Posted by: Craig Vaughan on 3/1/2009

 COMPARISON RATES

 

 

What is a comparison rate?

A comparison rate is a tool to help consumers identify the true cost of a loan.

 

It is a rate which includes both the interest rate and fees and charges relating to a loan, reduced to a single percentage figure.  For example, a bank’s advertised interest rate may be 5.49% and its comparison rate 6.75%.

 

Why did the government legislate that credit providers provide comparison rates?

This is best explained by an example.  A bank could have an interest rate very low at say 3% but may every year to charge $10,000 in fees and charges.  When the $10,000 is taken as a percentage over the term of the loan the true interest rate is much higher and its likely that it would be cheaper for the consumer to take an interest rate of 6% and not pay the $10,000 per year.

 

This is why the government legislated that comparison rates need to be included – to give the consumer a clear idea of which loan is the cheapest when all the fees and charges are taken into consideration.

 

When must I be provided with a comparison rate?

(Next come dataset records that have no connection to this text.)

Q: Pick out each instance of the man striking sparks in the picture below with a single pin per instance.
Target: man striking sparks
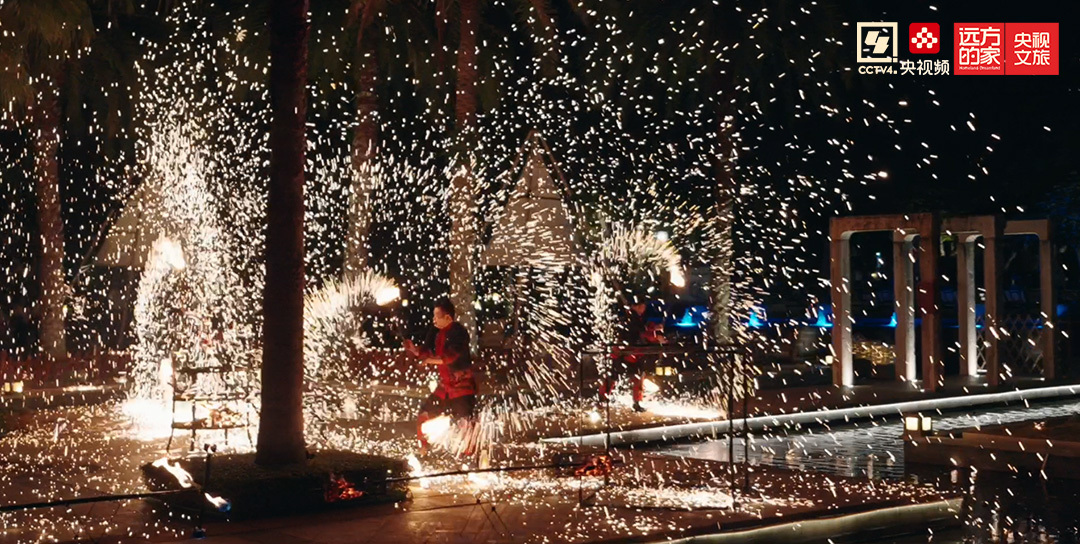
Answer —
(445, 347)
(636, 331)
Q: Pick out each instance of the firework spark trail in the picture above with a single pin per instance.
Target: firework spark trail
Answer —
(204, 151)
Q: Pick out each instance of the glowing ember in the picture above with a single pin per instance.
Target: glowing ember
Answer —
(387, 295)
(650, 386)
(340, 489)
(597, 465)
(436, 427)
(217, 502)
(183, 477)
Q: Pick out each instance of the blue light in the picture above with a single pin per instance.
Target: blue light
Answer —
(755, 320)
(824, 317)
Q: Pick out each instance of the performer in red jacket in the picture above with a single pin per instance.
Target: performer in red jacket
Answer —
(446, 347)
(636, 331)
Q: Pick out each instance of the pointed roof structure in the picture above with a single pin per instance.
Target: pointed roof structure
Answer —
(536, 228)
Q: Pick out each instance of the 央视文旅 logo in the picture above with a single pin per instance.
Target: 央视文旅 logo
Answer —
(877, 42)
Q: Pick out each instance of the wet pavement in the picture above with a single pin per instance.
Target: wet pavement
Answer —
(999, 507)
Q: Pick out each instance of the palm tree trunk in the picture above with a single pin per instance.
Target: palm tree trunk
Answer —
(281, 417)
(364, 141)
(462, 202)
(46, 125)
(724, 172)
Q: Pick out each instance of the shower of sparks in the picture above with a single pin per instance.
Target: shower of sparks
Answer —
(636, 123)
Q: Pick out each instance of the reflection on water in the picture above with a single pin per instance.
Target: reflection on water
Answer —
(998, 507)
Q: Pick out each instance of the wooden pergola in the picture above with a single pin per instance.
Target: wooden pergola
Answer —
(925, 298)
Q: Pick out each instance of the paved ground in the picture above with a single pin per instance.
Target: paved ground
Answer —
(82, 451)
(648, 499)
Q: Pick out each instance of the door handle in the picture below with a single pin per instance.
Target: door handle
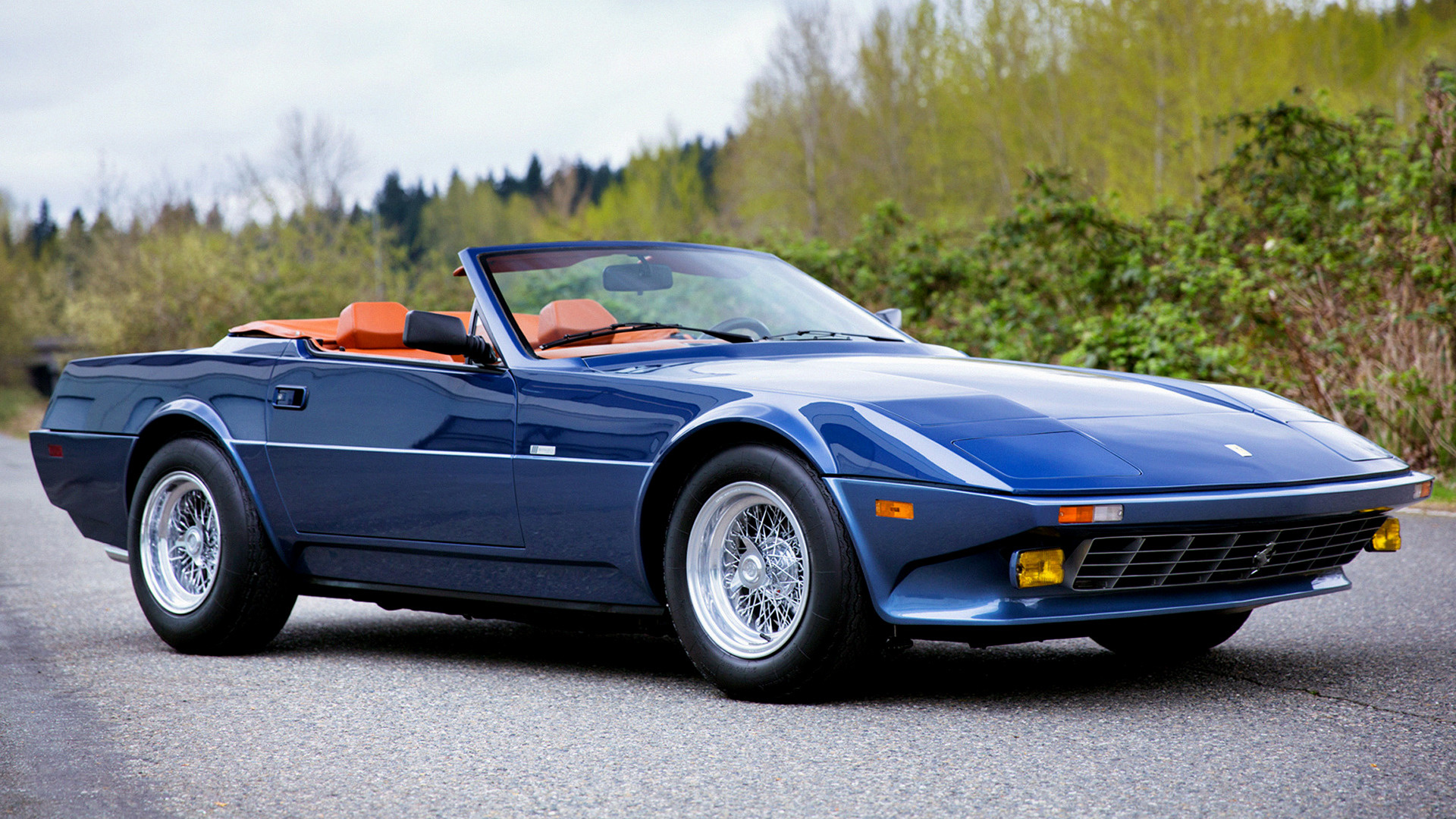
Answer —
(290, 397)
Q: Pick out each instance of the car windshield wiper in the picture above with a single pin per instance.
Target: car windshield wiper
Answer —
(629, 327)
(814, 334)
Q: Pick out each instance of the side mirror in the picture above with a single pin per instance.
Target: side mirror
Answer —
(438, 333)
(892, 315)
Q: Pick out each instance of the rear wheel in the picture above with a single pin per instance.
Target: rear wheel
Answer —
(1168, 637)
(202, 570)
(762, 582)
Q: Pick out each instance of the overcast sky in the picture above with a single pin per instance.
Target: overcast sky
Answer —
(168, 95)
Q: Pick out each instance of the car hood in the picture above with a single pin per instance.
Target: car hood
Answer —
(1040, 428)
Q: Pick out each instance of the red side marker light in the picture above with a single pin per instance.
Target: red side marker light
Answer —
(894, 509)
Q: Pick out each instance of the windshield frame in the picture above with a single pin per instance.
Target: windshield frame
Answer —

Comparison rates only have to be provided for:

·        credit which is wholly or mainly for personal, domestic or household purposes;

·        fixed term credit   that is, credit that must be repaid within a specified time period.  (A home loan with a term of 25 years, and a car loan with a term of 5 years are examples of fixed term credit.  In contrast, credit cards, which do not have to repaid within a particular time period, are examples of continuing credit).

 

How is a comparison rate calculated?

Comparison rates are calculated in accordance with a standard formula, which takes into account the;

·        amount of the loan;

·        term of the loan;

·        repayment frequency;

·        interest rate; and

·        fees and charges connected with the loan, except for government charges, such as stamp duty or mortgage registration fees;

    fees and charges which may or may not be charged, because they depend on some event which may or may not occur (for example, fees for early repayment or redraw fees); and

    fees and charges which are not ascertainable at the time the comparison rate is provided.

 

Points to remember when using comparison rates

 

1.      A comparison rate can be a useful tool for comparing the cost of different loans, but it is important to consider all of a loan’s features and not just focus on the comparison rate.

 

2.      A comparison rate also does not take into account some factors which may make a loan more attractive, such as fee free banking, or flexible repayment

arrangements.  For example, an offset account or redraw facility could save you a lot of money in interest so a loan with a slightly higher comparison rate but with this feature may still be the better option.